Winter mengikuti Afuya. Lewat jendela toko kelontong, langit senja penuh jingga telah terurai, disaksikan oleh pemuda itu secara langsung. Full day school memang membuat mereka hanya memiliki waktu bermain yang cukup singkat. Winter mendekati Afuya. Ia berpamitan agar segera pulang sebelum hal yang ditakutkan datang. Benar, Winter kasian jika Afuya dimarahin lagi karena Meira memergoki mereka.
Winter keluar toko kelontong, memakai sandalnya dan melambaikan tangan pada teman kenalan singkat. Afuya menanggapinya dengan ikut melambaikan tangan. Senyum tipis terlukis indah di wajah Winter yang tampan. Begitu manis jika disandingkan dengan jajanan martabak cokelat keju. Hati Afuya seakan bermekaran. Berisi bunga-bunga segar warna-warni.
Ketika ujung rambut Winter tak lagi tertangkap oleh manik netranya, Afuya memutuskan untuk meninggalkan toko kelontong. Guna memanggil kembali kakeknya yang mungkin terbilang lumayan lama di ladang. Waktu juga sudah semakin menghabiskan sisa siang, alangkah sebaiknya jika ia segera memanggil sang kakek dan kembali pulang untuk aktivitas lainnya.

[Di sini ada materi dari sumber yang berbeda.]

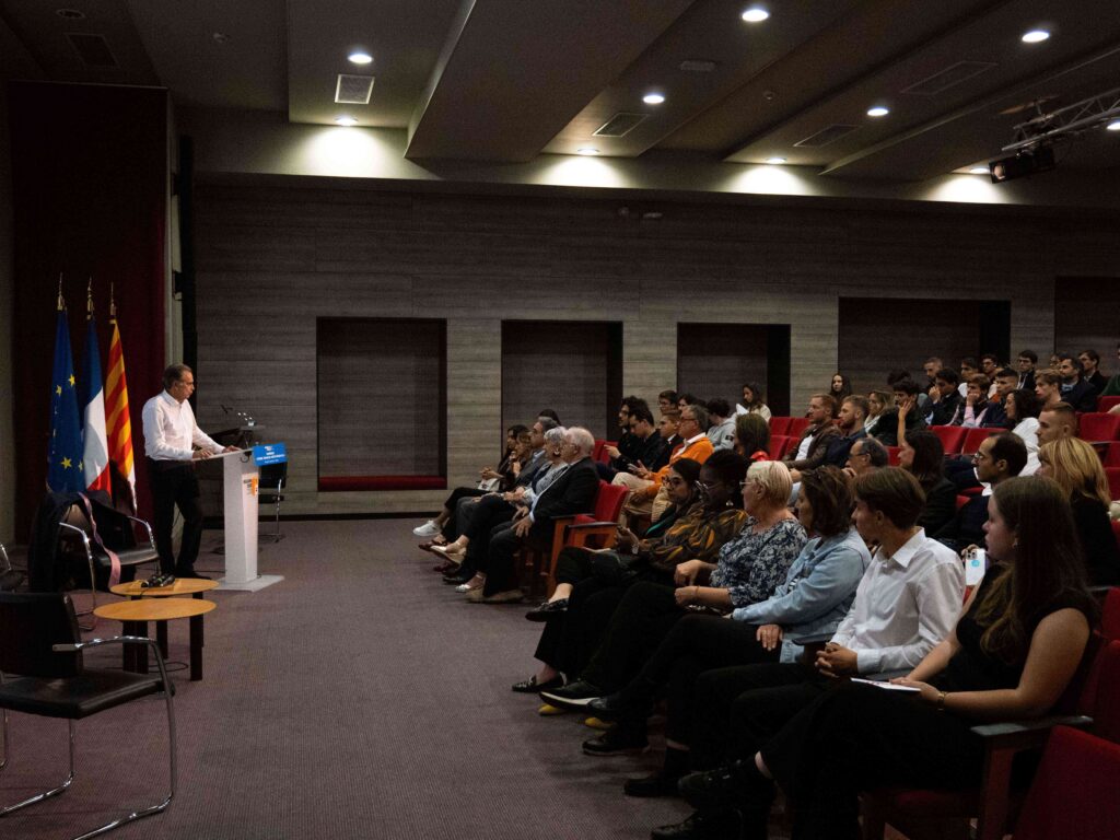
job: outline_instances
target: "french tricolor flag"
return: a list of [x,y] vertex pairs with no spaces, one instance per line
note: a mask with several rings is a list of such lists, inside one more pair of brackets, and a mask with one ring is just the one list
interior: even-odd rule
[[101,348],[97,345],[93,306],[86,321],[85,401],[82,409],[85,430],[82,432],[82,472],[86,489],[112,492],[109,479],[109,436],[105,435],[105,386],[101,379]]

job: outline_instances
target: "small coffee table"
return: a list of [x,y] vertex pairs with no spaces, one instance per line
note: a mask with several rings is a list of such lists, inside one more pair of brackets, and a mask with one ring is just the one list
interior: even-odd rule
[[[93,610],[99,618],[110,618],[124,625],[125,636],[148,636],[148,622],[156,622],[157,633],[162,626],[160,653],[167,656],[167,622],[190,619],[190,680],[203,679],[203,616],[216,608],[212,600],[194,598],[141,598],[105,604]],[[124,645],[124,670],[148,673],[148,648],[143,645]]]

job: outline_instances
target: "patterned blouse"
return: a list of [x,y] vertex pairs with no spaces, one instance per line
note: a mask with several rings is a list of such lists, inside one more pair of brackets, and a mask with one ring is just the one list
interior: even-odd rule
[[702,502],[696,502],[650,547],[645,559],[660,571],[672,571],[685,560],[713,563],[720,548],[746,521],[747,514],[735,507],[709,512]]
[[759,534],[752,530],[755,517],[747,516],[739,536],[719,550],[719,562],[709,586],[727,589],[734,607],[745,607],[769,598],[785,582],[809,536],[795,519],[780,520]]

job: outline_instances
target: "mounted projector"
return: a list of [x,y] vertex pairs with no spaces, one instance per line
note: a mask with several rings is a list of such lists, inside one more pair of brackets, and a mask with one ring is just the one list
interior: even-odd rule
[[993,160],[988,165],[992,184],[1001,184],[1005,180],[1025,178],[1036,172],[1048,172],[1054,169],[1054,149],[1049,146],[1036,146],[1033,149],[1024,149],[1009,158]]

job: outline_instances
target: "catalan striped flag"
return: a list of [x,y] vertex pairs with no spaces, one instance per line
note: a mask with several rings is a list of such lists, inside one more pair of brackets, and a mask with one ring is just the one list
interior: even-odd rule
[[82,426],[74,390],[74,356],[69,346],[69,323],[58,283],[58,320],[55,328],[55,366],[50,377],[50,444],[47,449],[47,487],[55,493],[81,493]]
[[109,376],[105,379],[109,458],[116,464],[121,475],[129,479],[134,510],[137,472],[132,460],[132,421],[129,419],[129,385],[124,379],[124,347],[121,344],[114,302],[110,302],[109,311],[109,323],[113,325],[113,336],[109,340]]
[[82,470],[86,489],[112,493],[109,480],[109,441],[105,439],[105,390],[101,380],[101,345],[97,320],[93,317],[93,281],[86,298],[85,368],[82,372],[84,399],[82,414]]

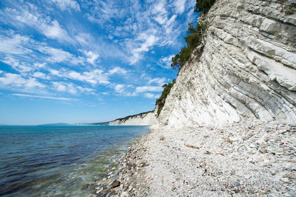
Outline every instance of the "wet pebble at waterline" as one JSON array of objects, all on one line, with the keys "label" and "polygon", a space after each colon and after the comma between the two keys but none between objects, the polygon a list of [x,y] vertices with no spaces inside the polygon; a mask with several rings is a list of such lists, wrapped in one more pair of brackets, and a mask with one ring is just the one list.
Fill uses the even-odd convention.
[{"label": "wet pebble at waterline", "polygon": [[87,196],[129,144],[148,131],[143,126],[0,127],[0,195]]}]

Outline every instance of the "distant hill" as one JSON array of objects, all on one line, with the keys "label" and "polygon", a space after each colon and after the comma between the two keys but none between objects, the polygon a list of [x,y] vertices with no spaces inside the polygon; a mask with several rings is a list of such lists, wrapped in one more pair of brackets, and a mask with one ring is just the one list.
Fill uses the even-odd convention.
[{"label": "distant hill", "polygon": [[92,125],[108,125],[109,124],[109,122],[104,122],[103,123],[90,123],[89,124]]},{"label": "distant hill", "polygon": [[109,124],[109,122],[104,122],[102,123],[75,123],[75,124],[68,124],[68,123],[51,123],[51,124],[39,124],[36,126],[72,126],[75,125],[108,125]]},{"label": "distant hill", "polygon": [[39,124],[37,126],[71,126],[72,124],[68,123],[51,123],[51,124]]}]

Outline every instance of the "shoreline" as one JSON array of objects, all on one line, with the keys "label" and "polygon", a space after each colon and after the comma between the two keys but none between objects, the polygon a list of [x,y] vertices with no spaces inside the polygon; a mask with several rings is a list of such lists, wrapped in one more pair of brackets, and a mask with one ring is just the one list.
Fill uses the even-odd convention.
[{"label": "shoreline", "polygon": [[219,128],[149,129],[91,196],[295,194],[296,125],[252,119]]}]

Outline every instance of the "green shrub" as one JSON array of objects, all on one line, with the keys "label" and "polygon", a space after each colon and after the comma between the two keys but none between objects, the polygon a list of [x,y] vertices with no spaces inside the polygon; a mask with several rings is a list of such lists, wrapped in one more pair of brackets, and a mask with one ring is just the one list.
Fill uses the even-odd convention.
[{"label": "green shrub", "polygon": [[130,118],[132,118],[133,117],[135,117],[138,115],[141,116],[141,117],[143,117],[143,115],[144,114],[146,114],[148,113],[150,113],[151,112],[154,112],[154,110],[152,110],[152,111],[146,111],[146,112],[143,112],[141,113],[140,113],[139,114],[135,114],[134,115],[129,115],[124,118],[117,118],[116,120],[113,120],[115,121],[115,120],[119,120],[120,121],[121,121],[121,120],[126,120],[127,119],[129,119]]},{"label": "green shrub", "polygon": [[176,80],[173,79],[171,83],[169,83],[167,84],[164,84],[162,86],[163,90],[161,93],[161,95],[159,98],[156,99],[155,103],[155,106],[158,106],[158,109],[157,110],[157,114],[158,115],[160,113],[161,110],[164,106],[164,104],[166,103],[166,99],[167,97],[167,95],[170,94],[171,89],[173,87],[174,84],[176,82]]},{"label": "green shrub", "polygon": [[215,0],[196,0],[194,11],[195,12],[202,12],[203,13],[207,12],[215,2]]}]

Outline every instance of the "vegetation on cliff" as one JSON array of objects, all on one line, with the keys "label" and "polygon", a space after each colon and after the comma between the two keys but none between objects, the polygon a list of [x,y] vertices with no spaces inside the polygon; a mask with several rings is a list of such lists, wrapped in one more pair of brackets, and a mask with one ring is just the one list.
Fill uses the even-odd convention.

Winter pulang dengan jalan kaki. Entah mengapa jika bertemu teman, khususnya Afuya, jalan kaki seratus kilo meter pun anak itu tidak merasa capek. Namun, lebih baik kembali pada realita yang kata-kata gombalan, hanya sebagai ucapan pemanis saja. Ketika berjalan santai sendirian, tanpa sengaja Winter bertemu calon mertua. Maksudnya, ibu dari Afuya yang sedang tergesa-gesa mengayuh sepeda butut biasa dipakai Afuya tersebut ke arah desanya. Bukannya menghindari, Winter spontan menyapa Meira.
"Tante!"
Tanpa menoleh, Meira menjawabnya. "Iya!" Wanita itu terus berlanjut mengayuh sepedanya.
Winter semakin jauh. Ketika itulah beberapa menit setelahnya, Meira baru tersadar. Siapa yang menyapanya tadi? Kenapa jalan kali di waktu hampir magrib ini. Apakah dia manusia? Atau ternyata bukan? Meira memutuskan menghentikan sepedanya sejenak, kemudian menoleh ke belakang. Ia menghela napas lega, sebab pemuda uang menyapanya itu masih ada di sana. Namun, Meira juga terkejut saat tahu bahwa anak remaja laki-laki tersebut yang ia marahin kemarin.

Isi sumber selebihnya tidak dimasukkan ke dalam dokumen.